When examining a large set of data that purports to contain names, addresses and methods of contact, I might establish that some columns of data are very sparsely populated. That might suggest a data quality problem. The complete absence of data is perhaps more telling. A column that contains no data for any of the records suggests that the column either has no method or means for data capture, is redundant, or is empty as a consequence of some upstream malfunction.
The null question
When importing data from say an ERP or CRM system using file-based methods, the surfacing of row identifiers with no associative data for the defined schema, almost certainly, speaks to a data extraction or creation problem.
So, when we consider completeness we consider it in the context of the whole. We might say that it is ok for 50% of our records to have no telephone number. When we set up our data quality rules, we should set a threshold that states that if more than 50% of the records have no telephone number then we potentially have a data problem.
Of course, where we expect 100% completeness, our business rules expect completeness and we would want to highlight records that are missing critical data that we believe should always be there.
In the absence of proper data, we should also consider what the alternatives might look like. It is a well-known issue, that the default export for SQL is to place the string NULL in the column placeholders where null attributes are identified for data rows, but is this actually correct?
There are arguments in favour of being more explicit, but there are also schools of thought that suggest that this ‘helpful’ indicator does nothing more than interfere with the proper handling of the data elsewhere and, in particular, in other tools and require preprocessing before you can work with the data in some other tool or system.
Another aspect of completeness is how critical the value being provided is. For example, if I know that half of my records may not have phone numbers or email addresses, what do I do next? If the purpose I have in mind for that data is to run a telephone or email outbound marketing campaign, then the absence of those two key data attributes compromises my ability to use those records. I can hardly call or email someone with details of some special offer or promotional deal that I am offering if I have no hope of contacting these people.
Stale data
If phone numbers or email addresses are no longer valid or out of date, the reality is that I have them, but I cannot use them. Perhaps the format that they are provided in is inappropriate or incorrect. These aspects are covered under accuracy and validity, but the validity, in particular, is a different topic that I will speak to separately. Nonetheless, it is important to keep this in mind also.

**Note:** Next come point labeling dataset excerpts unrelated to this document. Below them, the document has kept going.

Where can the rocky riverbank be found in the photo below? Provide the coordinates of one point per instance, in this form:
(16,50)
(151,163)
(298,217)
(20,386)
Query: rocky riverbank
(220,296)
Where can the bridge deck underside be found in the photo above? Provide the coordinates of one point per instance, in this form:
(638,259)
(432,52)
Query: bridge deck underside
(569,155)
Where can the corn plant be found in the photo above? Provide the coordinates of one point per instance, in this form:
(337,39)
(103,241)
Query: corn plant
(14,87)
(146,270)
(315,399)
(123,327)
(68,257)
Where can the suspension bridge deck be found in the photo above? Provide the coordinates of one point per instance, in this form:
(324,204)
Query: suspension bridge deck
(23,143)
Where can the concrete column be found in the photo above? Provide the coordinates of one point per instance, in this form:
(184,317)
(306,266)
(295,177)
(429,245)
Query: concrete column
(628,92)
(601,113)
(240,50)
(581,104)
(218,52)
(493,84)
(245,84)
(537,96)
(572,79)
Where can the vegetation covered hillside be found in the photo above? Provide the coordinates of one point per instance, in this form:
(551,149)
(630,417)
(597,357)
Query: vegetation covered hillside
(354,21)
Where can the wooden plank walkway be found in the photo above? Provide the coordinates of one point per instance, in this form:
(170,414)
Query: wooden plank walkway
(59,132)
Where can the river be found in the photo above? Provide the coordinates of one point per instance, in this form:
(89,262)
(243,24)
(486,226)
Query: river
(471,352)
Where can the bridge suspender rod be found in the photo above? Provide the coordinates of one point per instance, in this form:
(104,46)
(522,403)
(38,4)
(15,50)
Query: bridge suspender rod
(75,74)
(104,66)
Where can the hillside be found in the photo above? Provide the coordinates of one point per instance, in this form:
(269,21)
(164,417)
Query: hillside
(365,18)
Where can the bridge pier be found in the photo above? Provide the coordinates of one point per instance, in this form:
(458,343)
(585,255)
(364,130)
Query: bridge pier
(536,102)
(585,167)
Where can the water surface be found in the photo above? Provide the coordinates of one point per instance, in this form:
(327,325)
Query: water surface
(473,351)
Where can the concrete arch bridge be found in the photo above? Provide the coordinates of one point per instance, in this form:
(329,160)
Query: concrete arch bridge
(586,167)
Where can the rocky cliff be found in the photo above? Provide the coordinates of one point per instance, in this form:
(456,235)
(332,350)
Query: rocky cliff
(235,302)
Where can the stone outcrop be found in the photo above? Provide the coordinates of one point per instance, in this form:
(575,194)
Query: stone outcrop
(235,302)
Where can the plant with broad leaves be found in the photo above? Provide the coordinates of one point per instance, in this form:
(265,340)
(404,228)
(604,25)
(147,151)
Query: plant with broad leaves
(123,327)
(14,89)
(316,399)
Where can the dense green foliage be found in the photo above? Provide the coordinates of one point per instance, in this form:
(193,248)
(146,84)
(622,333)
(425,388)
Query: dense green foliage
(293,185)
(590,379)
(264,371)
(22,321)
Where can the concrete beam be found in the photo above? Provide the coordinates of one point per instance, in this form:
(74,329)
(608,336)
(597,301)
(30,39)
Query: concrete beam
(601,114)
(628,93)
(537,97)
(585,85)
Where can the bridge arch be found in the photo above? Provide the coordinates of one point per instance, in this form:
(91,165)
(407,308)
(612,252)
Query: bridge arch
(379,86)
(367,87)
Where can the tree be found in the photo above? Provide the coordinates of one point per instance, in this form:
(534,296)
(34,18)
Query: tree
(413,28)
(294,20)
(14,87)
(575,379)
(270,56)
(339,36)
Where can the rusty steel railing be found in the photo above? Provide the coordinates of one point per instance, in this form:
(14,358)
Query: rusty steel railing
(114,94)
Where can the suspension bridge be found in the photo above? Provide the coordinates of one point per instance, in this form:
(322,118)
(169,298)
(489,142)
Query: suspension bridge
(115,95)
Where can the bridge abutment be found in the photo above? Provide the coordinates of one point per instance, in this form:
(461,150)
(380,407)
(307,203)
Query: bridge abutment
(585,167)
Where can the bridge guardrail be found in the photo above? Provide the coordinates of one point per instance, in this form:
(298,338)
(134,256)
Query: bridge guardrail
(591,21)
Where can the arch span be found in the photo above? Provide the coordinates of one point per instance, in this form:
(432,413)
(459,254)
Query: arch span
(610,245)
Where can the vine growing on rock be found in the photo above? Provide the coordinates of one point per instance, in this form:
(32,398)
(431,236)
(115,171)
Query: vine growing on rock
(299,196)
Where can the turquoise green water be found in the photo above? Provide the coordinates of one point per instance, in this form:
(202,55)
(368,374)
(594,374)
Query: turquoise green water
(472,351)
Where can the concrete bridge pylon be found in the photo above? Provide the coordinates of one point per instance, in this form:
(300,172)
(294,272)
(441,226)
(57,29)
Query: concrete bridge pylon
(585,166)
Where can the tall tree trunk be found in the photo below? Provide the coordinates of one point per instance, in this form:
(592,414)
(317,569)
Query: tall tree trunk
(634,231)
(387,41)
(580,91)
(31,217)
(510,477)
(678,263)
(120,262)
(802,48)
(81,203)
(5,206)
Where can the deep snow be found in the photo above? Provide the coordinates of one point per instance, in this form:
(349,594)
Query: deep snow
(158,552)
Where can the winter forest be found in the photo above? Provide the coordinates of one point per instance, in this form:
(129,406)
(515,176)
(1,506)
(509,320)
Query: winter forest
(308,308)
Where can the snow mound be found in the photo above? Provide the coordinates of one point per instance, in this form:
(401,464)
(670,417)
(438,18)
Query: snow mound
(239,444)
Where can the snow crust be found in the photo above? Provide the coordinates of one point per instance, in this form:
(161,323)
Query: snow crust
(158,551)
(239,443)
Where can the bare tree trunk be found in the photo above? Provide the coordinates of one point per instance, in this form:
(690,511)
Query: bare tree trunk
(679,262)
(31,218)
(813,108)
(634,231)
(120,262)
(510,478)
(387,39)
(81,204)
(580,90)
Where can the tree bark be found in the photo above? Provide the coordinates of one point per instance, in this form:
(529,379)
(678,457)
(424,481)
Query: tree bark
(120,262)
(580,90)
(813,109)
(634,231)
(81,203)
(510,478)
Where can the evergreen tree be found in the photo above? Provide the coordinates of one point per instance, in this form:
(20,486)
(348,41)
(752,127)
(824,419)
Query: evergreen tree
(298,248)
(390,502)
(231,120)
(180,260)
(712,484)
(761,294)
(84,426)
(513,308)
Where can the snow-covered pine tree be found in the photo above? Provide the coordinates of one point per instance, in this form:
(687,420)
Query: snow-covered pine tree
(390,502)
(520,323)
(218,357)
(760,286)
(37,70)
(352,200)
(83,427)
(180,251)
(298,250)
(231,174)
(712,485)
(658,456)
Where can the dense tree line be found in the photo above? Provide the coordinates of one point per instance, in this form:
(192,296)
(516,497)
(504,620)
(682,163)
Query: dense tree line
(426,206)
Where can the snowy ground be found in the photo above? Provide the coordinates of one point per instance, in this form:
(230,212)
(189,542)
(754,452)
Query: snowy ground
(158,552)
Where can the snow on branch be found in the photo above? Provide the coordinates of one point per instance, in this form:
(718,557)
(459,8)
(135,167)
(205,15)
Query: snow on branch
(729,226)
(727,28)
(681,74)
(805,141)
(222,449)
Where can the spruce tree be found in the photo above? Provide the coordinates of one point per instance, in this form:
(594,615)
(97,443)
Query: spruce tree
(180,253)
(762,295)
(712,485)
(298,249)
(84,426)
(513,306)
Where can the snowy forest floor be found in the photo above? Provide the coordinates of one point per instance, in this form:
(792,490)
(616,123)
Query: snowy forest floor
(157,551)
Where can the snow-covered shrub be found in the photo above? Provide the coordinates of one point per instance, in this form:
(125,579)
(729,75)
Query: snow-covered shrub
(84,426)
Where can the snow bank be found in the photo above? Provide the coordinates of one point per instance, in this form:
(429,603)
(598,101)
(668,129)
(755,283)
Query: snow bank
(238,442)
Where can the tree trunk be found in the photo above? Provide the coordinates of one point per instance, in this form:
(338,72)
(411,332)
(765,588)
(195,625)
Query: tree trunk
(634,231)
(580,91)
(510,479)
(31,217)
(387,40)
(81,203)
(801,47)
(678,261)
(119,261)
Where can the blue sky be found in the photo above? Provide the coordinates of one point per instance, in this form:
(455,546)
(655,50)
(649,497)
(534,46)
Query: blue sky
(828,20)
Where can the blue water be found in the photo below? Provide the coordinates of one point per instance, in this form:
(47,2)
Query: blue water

When examining completeness, just as for accuracy, we would typically look to the whole population of the data that we have at our disposal and then make a determination on a percentage basis as to what level of tolerance we can deal with, in terms of completeness.
We also need to consider what the options are at our disposal for remediation of incompleteness issues. We may choose, for example, to filter out all records that are identified as incomplete in order to target with more precision or to ensure a higher yield rate on potential marketing outreach campaigns.
Records that we identify as missing key attributes, may be pushed into a secondary data clean up remediation and resolution cycle where we leverage the data attributes that we do have and know and use them to fill in the blanks or assist with record completion.
An example I often use here, is inferring vehicle brands from models.
If my vehicle is a Corolla or a Golf or an F150, there is a good chance that I can infer the make from just having these attributes. As long as I recognize and accept that there is a risk with making inferences about the missing data attributes, perhaps this is a good enough approach for data quality resolution where completeness is identified as a big enough problem area.